She pointed to her sunken in stomach. "You did this, Edward! You killed us! I'll never be a mother now! It should have been you that died. Why…why did you murder us? I loved you so much. How could you?"
I tried to go to Bella. Even though she was some kind of corpse, she was all I had left. The tentacles tightened around my ankles.

Benny walked up and wrapped his arm around my babydoll's waist. "It's time," he whispered.

Bella turned away from me. I begged for her to stay, but she started walking towards the fucking water with Benny. I fought against my constraints and screamed until my fucking voice gave out. I just needed her to stay with me. She was my fucking soul.

I watched in horror as Benny stepped into the waves and was taken under. When Bella was at the edge, she looked at me. The sadness in her soulless black eyes killed the last part of my fucking heart. I wouldn't survive life without my angel.

"Edward, we loved you so much. Our blood is on your hands."

She threw something to me. The object landed at my feet. It was the last sonogram that was taken of our baby. When I bent down to pick it up, the picture caught fire and burned to ashes.

"That was your son, Edward. I hope you spend the rest of your life knowing that you killed our baby boy."

My babydoll let out a blood curdling scream before joining Benny in the fucking water.

I bit, fought, kicked, and yelled, but nothing brought Bella back to me. Life no longer had any meaning. I wanted to die, too. I needed to be under the waves with my babydoll.

~~LAMTAF~~

When I opened my eyes, I was in the fucking padded white room again. I didn't know how many days I'd been there, but it seemed like forever. I just wanted to fucking die, but no one would let me.

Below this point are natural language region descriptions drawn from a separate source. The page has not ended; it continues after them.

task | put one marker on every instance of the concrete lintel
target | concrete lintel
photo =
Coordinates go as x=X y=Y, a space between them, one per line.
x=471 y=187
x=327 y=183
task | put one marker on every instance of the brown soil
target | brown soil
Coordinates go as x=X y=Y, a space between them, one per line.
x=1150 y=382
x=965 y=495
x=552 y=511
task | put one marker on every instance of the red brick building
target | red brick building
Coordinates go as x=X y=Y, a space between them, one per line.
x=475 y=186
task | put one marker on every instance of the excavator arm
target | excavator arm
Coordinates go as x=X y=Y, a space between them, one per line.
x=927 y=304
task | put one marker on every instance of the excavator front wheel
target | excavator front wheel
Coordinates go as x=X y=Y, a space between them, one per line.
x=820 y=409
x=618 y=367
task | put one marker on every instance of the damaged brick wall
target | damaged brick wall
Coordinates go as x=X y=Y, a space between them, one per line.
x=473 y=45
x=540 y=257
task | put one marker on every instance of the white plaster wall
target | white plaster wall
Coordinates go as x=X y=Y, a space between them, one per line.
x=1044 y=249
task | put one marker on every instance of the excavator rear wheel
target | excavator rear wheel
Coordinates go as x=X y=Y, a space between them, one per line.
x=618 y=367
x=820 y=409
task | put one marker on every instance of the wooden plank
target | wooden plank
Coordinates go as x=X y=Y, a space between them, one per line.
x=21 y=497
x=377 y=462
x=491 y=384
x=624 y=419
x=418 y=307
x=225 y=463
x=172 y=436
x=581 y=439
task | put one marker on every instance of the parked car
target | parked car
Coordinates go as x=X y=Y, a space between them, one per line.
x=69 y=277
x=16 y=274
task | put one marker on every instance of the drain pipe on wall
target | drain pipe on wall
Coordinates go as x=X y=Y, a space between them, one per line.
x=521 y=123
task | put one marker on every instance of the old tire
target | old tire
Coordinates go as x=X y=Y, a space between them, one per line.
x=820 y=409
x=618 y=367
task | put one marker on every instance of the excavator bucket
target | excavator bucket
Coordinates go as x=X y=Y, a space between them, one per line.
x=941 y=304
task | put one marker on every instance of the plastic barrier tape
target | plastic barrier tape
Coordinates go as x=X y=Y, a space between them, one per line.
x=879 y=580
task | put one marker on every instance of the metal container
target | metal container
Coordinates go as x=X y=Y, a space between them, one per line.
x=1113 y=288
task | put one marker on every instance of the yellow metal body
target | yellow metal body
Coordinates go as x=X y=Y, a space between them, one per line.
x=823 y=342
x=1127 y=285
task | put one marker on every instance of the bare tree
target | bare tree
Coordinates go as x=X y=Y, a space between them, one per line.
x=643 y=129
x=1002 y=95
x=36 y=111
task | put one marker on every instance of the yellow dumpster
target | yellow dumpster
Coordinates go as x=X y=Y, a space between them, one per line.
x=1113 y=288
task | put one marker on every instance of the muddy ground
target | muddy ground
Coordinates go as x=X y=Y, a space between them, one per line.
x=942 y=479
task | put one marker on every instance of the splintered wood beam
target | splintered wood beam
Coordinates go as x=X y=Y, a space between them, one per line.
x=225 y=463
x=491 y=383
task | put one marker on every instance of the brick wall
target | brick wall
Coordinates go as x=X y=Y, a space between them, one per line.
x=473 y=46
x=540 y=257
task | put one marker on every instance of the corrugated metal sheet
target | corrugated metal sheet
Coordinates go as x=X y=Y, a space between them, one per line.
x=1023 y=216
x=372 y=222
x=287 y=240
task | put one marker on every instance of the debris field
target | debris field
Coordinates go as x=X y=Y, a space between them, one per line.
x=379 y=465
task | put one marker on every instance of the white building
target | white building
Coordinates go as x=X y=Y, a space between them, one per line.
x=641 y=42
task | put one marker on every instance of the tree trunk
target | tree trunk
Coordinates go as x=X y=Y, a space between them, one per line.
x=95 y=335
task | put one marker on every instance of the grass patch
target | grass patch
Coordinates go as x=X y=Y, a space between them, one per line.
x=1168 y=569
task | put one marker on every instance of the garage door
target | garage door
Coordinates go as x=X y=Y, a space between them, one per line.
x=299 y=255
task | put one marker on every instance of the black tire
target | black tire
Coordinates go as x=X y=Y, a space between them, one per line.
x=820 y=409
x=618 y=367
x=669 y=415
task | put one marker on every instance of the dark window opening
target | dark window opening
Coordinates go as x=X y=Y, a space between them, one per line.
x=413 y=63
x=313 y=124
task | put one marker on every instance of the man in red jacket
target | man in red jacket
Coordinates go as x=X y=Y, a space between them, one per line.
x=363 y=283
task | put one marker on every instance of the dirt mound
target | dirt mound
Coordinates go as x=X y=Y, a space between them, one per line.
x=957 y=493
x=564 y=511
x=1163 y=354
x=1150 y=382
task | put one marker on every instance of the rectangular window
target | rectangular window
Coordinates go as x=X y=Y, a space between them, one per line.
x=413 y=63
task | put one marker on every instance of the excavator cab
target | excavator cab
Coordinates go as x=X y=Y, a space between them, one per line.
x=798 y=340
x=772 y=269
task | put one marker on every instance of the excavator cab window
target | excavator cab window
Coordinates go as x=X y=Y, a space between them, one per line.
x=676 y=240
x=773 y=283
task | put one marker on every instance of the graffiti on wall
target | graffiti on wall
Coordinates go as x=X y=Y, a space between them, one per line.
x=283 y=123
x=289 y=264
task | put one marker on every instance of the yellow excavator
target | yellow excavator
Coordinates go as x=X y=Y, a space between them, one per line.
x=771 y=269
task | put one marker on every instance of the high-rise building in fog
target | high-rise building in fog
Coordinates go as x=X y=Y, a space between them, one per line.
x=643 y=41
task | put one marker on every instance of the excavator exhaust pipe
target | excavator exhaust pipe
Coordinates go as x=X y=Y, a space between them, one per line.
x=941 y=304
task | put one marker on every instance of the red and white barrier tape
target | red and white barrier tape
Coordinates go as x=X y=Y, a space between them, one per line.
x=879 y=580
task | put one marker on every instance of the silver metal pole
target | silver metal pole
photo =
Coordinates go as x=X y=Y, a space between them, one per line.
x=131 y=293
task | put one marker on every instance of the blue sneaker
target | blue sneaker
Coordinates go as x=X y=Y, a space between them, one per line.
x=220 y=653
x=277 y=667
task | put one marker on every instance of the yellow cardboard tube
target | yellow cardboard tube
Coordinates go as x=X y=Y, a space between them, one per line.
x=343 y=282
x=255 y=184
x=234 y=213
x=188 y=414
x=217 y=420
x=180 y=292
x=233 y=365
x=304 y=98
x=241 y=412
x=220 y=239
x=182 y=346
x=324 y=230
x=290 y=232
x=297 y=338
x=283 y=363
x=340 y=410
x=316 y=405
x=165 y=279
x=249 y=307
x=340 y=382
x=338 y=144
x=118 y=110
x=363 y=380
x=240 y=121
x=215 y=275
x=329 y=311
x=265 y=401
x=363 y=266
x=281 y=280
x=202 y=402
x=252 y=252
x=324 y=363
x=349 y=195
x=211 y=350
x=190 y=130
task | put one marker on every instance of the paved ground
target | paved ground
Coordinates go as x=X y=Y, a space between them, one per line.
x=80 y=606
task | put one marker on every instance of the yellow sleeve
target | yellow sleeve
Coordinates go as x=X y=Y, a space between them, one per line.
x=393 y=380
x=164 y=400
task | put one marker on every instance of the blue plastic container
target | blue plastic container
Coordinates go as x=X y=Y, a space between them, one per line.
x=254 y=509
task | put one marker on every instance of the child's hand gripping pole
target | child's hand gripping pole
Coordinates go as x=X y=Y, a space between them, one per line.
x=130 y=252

My fucking life had been an empty black hole since…. There was nothing left on Earth for me. I felt like my blood had been replaced with fucking poisonous venom that was slowly killing my ass.

That day, after I threw my fucking phone through the window, I reached for my SIG. I was about to blow my fucking brains out all over the Church pews, but there were no more fucking bullets. By the time I found some in my pocket, Caius had given the bodyguards orders to take all my weapons and put my ass on a plane to Chicago. I fought like hell, but I was no fucking match for the big ass guards. In the end, they drugged my ass and carried me onto the plane.

When I woke up, I was in my guest room at the Volturi's main house. Caius came to see me. I called him every fucking name in the book. It wasn't his fault, but he was the only there for me to blame, so I lashed out at him.

He took it all in stride. I lost count of how many times he apologized to me. Everyone was so fucking sorry. It didn't do shit to bring my babydoll back--just the word, 'babydoll' made me want to slit my fucking wrists.

The Volturi mansion had been cleaned up and repaired. It didn't even look like a fucking bombing had occurred. It made me angry. Everything was so fucking false. What good did it do to pretend that everything was okay when it wasn't?

During my first few nights, I was watched like a hawk. Everything that could be used a fucking weapon had been taken from the room. They wouldn't even let me have a fucking knife to cut my steak, not that I ate anything. Food turned my fucking stomach and brought back memories of all the dinners I'd shared with my babydoll.

I didn't sleep at all. I spent my days and nights pacing the fucking floor and pulling my goddamn hair. I needed to fucking die so that I could see Bella again. It was pure fucking torture to be in the compound without her.

Most of my family was still in the hospital those first days. I didn't visit anyone because I was in no fucking condition to provide any solace to anyone. I was the fucking reason that they were all suffering. No matter how many times everyone assured me it wasn't my fucking fault, I knew it was. My fucking beef with James had started all of this shit.

After one particularly nasty nightmare, I decided that I was going to kill myself if I had to use my own fucking hands to do it. I remembered that I had a baggie of heroin from when I used to do drugs hidden in the room. The sweepers hadn't managed to find it because it was in the air vent.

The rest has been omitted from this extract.